Mullin then asked about O’Brien’s salary, before cutting him off and reading off numbers from a piece of paper comparing what he said O’Brien made in 2019 with what the average UPS feeder driver made.
“That’s inaccurate. That’s inaccurate. State facts. State facts,” O’Brien said about the numbers, adding, “I know them, because I negotiate the contract.”
Mullin, undeterred, pressed on.
“I say one thing to you: What do you bring for that salary?” Mullin said. “… What job have you created? One job.”
Here, the exchange devolved into angry crosstalk. Mullin accused O’Brien of “sucking” money out of people’s paychecks and “forcing them to pay dues.”
O’Brien tried to interject to say Teamsters did not force members to pay dues, before declaring, “You’re out of line.”
Thrusting his finger at the witness panel, Mullin told O’Brien to shut his mouth because he didn’t know what he was talking about, which prompted O’Brien to mock Mullin for his “tough guy” act. In the background, Sanders repeatedly banged his chairman’s gavel in vain.
After some order had been restored, O’Brien proceeded to answer the question about his salary. The peace didn’t last long.
“I bet you I work more hours than you do,” O’Brien said. “Twice as many hours.”
“Sir, you don’t know what hard work is,” Mullin snapped back. “You want to follow my schedule?”
“I’d do it in a minute,” O’Brien said.
The two then argued over the average salary of a UPS feeder truck driver before Mullin returned to his accusation that O’Brien had never created a job.
“We create opportunity because we hold — we hold greedy CEOs like yourself accountable,” O’Brien said.
“You calling me a greedy CEO?” Mullin asked.
“Oh yeah, you are,” O’Brien replied. “You want to attack my salary, I’ll attack yours. … What did you make when you owned your company?”
“When I made my company? I kept my salary down at about $50,000 a year because I invested every penny into it,” Mullin said, nodding.
“Okay, all right,” O’Brien said. He paused. “You mean you hid money?” he added.
An exasperated Mullin stopped and pointed at O’Brien again. “Hold on a second.”
“All right, we’re even. We’re even,” said O’Brien, who grinned slightly.

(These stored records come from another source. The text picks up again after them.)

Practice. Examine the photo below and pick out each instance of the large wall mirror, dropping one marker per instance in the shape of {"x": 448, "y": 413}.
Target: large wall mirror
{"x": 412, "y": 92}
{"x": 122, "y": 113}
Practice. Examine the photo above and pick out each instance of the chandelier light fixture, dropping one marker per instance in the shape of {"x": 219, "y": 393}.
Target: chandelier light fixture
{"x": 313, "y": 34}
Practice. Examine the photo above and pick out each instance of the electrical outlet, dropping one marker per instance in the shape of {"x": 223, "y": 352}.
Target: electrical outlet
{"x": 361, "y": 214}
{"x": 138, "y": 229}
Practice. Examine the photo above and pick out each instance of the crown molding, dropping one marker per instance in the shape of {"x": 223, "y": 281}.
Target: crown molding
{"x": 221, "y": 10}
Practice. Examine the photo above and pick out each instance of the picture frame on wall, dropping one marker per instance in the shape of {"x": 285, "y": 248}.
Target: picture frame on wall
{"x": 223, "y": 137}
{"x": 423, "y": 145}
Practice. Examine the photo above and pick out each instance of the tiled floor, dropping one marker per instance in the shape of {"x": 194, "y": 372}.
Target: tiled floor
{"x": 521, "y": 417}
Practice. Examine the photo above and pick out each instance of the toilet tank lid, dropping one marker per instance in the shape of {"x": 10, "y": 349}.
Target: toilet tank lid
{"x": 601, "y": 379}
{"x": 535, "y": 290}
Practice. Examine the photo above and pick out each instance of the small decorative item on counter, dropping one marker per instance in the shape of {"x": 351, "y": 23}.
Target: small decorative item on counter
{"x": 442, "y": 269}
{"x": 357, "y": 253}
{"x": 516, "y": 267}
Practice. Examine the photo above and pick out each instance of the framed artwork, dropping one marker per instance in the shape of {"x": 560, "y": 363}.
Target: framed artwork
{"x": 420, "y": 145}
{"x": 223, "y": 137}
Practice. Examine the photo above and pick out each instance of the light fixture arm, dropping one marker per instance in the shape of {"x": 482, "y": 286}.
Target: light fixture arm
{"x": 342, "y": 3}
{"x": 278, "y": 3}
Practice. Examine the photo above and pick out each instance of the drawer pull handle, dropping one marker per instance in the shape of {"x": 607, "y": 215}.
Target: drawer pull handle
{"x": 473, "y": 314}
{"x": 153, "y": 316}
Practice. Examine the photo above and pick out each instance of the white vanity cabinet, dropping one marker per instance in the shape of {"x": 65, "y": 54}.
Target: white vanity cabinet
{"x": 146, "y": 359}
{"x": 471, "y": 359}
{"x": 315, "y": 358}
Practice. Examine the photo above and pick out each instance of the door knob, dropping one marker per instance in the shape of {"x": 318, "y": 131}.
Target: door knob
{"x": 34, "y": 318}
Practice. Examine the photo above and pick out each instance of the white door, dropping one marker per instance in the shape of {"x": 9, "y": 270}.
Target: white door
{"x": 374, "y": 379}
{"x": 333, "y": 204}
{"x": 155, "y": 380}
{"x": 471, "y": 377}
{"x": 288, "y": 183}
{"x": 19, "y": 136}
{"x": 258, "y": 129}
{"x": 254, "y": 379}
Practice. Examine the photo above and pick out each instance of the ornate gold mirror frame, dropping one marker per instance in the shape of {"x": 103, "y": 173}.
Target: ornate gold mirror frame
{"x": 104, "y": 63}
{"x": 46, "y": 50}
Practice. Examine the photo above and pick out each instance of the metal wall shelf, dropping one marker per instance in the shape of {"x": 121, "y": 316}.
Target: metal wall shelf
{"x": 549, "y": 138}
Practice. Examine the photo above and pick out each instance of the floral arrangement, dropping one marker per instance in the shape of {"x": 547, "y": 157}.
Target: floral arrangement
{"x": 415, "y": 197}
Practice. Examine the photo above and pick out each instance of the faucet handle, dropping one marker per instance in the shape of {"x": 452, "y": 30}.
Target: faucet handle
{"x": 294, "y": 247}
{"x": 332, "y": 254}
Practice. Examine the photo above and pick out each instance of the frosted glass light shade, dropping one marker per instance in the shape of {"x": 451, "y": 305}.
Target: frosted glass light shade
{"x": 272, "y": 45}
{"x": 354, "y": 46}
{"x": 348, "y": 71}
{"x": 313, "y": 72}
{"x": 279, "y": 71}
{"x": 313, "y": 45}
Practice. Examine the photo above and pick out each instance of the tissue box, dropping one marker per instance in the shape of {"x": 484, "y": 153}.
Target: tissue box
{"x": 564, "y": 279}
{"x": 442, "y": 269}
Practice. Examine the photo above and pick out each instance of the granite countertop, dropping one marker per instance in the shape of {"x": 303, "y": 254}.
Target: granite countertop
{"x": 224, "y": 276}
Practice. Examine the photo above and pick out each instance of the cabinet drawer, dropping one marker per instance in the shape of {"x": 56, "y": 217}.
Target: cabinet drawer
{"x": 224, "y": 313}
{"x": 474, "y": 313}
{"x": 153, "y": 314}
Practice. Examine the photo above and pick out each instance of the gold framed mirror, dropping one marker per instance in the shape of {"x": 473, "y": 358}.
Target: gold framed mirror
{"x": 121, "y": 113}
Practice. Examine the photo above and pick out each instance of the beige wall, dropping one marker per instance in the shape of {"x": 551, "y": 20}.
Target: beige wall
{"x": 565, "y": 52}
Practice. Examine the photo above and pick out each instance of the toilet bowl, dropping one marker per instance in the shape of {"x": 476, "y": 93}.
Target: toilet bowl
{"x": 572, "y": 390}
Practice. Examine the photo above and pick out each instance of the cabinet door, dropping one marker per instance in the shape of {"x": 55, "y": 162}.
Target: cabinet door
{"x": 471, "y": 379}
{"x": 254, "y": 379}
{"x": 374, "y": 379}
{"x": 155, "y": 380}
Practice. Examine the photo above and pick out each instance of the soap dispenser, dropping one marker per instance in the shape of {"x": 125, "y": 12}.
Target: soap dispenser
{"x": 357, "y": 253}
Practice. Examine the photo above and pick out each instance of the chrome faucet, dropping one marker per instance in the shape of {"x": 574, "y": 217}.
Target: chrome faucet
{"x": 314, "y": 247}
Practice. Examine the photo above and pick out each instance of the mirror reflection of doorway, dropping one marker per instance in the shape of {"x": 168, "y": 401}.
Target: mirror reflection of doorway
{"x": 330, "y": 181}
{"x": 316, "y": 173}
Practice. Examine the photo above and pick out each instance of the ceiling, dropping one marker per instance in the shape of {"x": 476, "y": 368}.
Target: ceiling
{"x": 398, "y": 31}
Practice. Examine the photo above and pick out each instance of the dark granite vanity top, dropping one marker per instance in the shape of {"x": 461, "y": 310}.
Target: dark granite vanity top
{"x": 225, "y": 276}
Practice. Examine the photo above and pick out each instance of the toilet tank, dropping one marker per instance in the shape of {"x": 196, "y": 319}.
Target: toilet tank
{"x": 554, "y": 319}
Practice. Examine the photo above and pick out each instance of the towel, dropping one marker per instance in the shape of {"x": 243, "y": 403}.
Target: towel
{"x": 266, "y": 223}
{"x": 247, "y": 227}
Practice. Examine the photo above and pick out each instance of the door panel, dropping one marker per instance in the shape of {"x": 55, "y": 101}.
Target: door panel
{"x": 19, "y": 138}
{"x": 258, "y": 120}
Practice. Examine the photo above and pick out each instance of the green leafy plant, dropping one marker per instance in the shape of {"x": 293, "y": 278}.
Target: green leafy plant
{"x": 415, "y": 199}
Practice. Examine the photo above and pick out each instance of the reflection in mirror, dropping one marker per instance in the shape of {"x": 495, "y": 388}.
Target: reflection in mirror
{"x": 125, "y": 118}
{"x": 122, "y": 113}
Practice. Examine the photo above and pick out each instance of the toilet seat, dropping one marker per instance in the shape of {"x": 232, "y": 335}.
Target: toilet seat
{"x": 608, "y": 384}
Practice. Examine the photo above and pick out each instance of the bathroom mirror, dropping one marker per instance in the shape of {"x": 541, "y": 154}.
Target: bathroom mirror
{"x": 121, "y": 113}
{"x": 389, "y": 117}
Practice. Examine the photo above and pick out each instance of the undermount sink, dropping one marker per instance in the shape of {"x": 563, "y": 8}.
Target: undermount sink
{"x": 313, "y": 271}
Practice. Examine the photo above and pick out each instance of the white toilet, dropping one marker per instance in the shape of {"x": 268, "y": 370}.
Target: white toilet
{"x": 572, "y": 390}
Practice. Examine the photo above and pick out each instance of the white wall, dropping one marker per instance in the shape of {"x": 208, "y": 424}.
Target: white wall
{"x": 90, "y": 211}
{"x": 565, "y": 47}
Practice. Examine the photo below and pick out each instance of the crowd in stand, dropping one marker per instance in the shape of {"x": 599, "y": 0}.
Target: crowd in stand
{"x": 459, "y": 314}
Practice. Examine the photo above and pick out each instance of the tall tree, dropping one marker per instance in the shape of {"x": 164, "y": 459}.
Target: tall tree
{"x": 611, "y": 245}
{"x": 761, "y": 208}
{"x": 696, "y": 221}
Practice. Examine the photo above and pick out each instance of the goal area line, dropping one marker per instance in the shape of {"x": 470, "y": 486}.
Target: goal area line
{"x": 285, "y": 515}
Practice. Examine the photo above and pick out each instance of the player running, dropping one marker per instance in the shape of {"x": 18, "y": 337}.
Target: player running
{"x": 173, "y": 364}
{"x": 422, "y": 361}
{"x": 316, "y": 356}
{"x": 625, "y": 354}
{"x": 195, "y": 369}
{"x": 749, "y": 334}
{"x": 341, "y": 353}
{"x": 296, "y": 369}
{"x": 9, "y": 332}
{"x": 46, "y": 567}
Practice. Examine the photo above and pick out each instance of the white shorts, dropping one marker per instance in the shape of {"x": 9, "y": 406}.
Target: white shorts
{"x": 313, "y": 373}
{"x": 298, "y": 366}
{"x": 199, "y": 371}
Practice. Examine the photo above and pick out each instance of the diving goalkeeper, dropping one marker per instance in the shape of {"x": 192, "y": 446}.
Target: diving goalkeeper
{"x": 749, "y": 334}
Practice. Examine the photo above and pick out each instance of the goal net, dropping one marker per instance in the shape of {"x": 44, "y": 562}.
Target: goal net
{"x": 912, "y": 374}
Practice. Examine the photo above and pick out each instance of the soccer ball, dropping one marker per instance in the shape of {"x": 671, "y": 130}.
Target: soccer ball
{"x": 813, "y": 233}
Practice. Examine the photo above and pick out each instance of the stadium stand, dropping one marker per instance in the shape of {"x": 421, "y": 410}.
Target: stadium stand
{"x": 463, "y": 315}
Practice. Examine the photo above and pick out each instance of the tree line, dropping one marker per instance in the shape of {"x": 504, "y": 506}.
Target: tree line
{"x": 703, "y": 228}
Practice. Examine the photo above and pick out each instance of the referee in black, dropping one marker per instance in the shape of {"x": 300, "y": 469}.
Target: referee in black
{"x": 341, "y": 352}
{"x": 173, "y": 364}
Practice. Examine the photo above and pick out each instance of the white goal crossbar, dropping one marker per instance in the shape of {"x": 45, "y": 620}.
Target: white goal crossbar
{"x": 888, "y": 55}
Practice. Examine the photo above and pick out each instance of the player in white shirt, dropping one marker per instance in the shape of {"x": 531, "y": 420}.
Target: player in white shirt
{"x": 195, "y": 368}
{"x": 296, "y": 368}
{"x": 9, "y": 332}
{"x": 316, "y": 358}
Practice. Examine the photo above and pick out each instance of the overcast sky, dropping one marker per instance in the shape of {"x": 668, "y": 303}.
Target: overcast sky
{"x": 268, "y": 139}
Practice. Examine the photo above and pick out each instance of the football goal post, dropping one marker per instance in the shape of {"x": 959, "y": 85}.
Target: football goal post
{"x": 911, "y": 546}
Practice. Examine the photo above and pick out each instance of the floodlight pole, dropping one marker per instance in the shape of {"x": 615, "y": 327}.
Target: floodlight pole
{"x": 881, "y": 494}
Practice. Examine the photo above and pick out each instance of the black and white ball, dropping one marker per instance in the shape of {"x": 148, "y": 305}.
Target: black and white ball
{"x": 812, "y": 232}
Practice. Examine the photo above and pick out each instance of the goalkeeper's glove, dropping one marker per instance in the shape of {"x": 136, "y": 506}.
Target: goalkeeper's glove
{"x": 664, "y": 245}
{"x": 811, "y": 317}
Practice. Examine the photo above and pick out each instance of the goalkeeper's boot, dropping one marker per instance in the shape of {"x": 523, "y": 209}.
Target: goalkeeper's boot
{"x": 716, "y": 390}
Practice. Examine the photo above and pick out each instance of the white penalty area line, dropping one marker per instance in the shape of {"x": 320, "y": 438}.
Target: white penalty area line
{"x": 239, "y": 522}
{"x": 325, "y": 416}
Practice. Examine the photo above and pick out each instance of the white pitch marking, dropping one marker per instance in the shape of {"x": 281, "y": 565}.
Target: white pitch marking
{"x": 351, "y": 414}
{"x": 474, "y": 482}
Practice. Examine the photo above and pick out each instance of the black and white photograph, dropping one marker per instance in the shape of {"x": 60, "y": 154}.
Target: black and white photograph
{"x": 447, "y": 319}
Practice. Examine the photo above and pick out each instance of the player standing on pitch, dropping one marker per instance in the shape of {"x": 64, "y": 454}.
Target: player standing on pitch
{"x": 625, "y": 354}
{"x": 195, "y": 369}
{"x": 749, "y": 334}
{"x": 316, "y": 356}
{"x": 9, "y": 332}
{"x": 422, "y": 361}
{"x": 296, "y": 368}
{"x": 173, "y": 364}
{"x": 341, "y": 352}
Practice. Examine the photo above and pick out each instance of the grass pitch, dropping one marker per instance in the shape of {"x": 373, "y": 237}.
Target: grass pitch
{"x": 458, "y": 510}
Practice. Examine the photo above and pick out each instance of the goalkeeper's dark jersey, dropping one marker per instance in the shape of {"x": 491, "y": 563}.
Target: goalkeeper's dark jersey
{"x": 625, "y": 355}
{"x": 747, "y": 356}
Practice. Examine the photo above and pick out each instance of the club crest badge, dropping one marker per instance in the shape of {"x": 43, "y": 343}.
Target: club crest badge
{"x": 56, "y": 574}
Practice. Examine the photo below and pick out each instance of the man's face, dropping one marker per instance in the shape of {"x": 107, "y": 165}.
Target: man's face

“You think you’re smart? You think you’re funny?” Mullin said.
Ultimately Mullin said O’Brien’s behavior at the hearing showed how union leaders tried to intimidate employees when unionizing a business.
“The issue is, if you’re really for the employee, then why are you against right to work? Why are you against private ballots?” Mullin said, adding, “I’m not anti-union, but when you don’t want to have a private ballot, that’s not intimidating?”
Mullin ran out of time shortly afterward, but the spat continued even after the hearing concluded, with O’Brien tweeting a link to a Tulsa World article that said Mullin’s reported assets had jumped from a range of $7.3 million to $29.9 million at the end of 2020 to a range of $31.6 million to $75.6 million a year later.
“A reminder to Senator Mullin (whose net worth, by the way, is over $30 million) and to all the greedy CEOs and their mouthpieces in Congress: You come after labor, we come after you,” the Teamsters account tweeted soon after that.
In a post-hearing tweet of his own, Mullin reiterated his belief that workers should be allowed to decide whether to join a union through private ballots. Along with the tweet was a video clip from the hearing that excluded his verbal sparring with O’Brien.
Mullin, who had served in the House since 2013, was elected in November to the Senate. In 2014, a congressional watchdog found that Mullin had violated House ethics rules by personally advertising for his family’s Oklahoma plumbing businesses and serving on their boards. The watchdog report also found that Mullin had earned more outside his House income than was allowed.
In 2021, after the withdrawal of U.S. troops from Afghanistan, Mullin made headlines for attempting to enter Afghanistan and reportedly threatening staffers at the U.S. Embassy in Tajikistan when they would not allow Mullin to skirt the country’s laws to do so.